I've always disagreed with this XKCD. Given a passphrase dictionary attack, the passphrase would be discovered in less than a minute.
And technically, if you didn't know the format of the password, and you were just trying to get a random 11 character password, that would take a long time to crack. There are (roughly) 94 character that you could safely use for your password pretty much universally on any website...
94^11 = 5.06x10^21 which means if your computer can generate 2 million hashes a second it would take:
80 million years to crack a truly random 11 character password.
Passphrases are stupidly insecure unless you throw enough randomness in it.
ex(quotes included): "My Phone Number is `(123)546-8794!!!`"
Given a passphrase dictionary attack, the passphrase would be discovered in less than a minute.
Wait, what?
2,048^4 == 2^44 == 17,592,186,044,416
At 2 million hashes/second it would still take 101 [edit: actually, on average, 50] days to find this password, if it was unsalted. Perhaps if you had spent a few years of supercomputer time to generate some massive rainbow tables, you might be able to discover it quickly, but absent the need for your linkedIn password to be resistant to attacks from a nation state, you'd be pretty safe with such a password for a while.
It's entirely unclear how you came to the conclusion that it could be discovered in "under a minute" with a passphrase dictionary attack.
Diverging from your main point a bit: 2MH/s is unrealistically low. For a couple thousand dollars you can build FPGA HW that can do several billion SHA1 hashes/s. The bitcoin mining world is getting 400-450 SHA256 MH/s from a $130 chip. With similar technology, you can brute force a 2^44 SHA1 space in a lot less than 50 days.
I see xkcd's passphrase is correcthorsebatterystaple and think that it is the wrong way to do it.
The memorization of that password would work much better than a simple passphrase like that.
I.E. the actual password would be:
"That's a battery staple. Correct!"
And I don't believe that people will easily be able to crack that even with the minimal randomness that has been put in with current techniques. Sure if natural language cracking becomes popular you may have to become a little more creative like using a made up word or name or a number but even your example if no one knows what your password is:
"My Phone number is (123) 546-8794."
should be sufficient for a very hard to crack password. And again is many times better than a simple dictionary passphrase with a few words combined.

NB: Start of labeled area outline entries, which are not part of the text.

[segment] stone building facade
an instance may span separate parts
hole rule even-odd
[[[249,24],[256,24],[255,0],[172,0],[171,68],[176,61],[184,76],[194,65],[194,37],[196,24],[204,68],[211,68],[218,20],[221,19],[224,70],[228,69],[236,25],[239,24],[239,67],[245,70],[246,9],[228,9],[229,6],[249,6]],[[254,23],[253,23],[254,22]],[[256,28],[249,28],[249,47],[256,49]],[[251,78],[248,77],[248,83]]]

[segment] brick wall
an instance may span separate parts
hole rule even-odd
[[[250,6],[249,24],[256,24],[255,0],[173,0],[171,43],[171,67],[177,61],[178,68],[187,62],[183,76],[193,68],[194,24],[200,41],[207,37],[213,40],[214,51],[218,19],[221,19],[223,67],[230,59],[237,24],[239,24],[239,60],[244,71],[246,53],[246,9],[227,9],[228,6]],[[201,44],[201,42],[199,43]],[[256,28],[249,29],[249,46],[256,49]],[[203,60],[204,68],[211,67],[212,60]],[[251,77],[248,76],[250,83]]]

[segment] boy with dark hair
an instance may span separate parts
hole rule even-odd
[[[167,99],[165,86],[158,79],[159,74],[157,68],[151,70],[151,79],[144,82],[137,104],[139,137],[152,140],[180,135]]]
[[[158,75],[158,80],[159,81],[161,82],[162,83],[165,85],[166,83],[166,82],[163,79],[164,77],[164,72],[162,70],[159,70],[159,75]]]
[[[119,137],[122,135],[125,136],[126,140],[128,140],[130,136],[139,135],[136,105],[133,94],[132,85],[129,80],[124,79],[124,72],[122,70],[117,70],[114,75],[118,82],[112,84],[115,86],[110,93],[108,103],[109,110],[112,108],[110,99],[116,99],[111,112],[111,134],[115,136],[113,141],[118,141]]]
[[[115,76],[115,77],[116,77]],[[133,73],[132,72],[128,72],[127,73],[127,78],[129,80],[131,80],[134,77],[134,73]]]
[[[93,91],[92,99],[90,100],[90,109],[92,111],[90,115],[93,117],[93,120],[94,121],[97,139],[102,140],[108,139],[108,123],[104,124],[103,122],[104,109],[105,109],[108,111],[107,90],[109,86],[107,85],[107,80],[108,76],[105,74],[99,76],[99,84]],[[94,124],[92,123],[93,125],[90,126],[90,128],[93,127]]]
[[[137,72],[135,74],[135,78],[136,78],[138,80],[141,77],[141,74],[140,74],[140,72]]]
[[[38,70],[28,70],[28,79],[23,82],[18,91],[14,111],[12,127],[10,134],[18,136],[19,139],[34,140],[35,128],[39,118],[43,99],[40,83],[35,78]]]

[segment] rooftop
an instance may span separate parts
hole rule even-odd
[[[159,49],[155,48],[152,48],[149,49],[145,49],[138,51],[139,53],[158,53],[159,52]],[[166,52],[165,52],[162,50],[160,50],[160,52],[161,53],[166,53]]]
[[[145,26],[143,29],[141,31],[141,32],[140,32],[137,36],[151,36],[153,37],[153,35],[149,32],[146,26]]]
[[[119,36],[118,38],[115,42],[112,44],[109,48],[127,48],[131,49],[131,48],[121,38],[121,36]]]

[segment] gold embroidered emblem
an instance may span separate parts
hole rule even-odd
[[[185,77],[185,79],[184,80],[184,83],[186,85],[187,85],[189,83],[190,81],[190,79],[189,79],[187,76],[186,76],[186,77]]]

So this is what I've been wondering about the current "best practice" to use long passphrases. How are those really any stronger than any other "rule" based password, the "rule" being that they are likely constructed of words and phrases from human language.
Would the passphrase "My first car was a 1972 Monte Carlo" really be harder to crack (once the cracking tools are adapted) than a random 8 character password?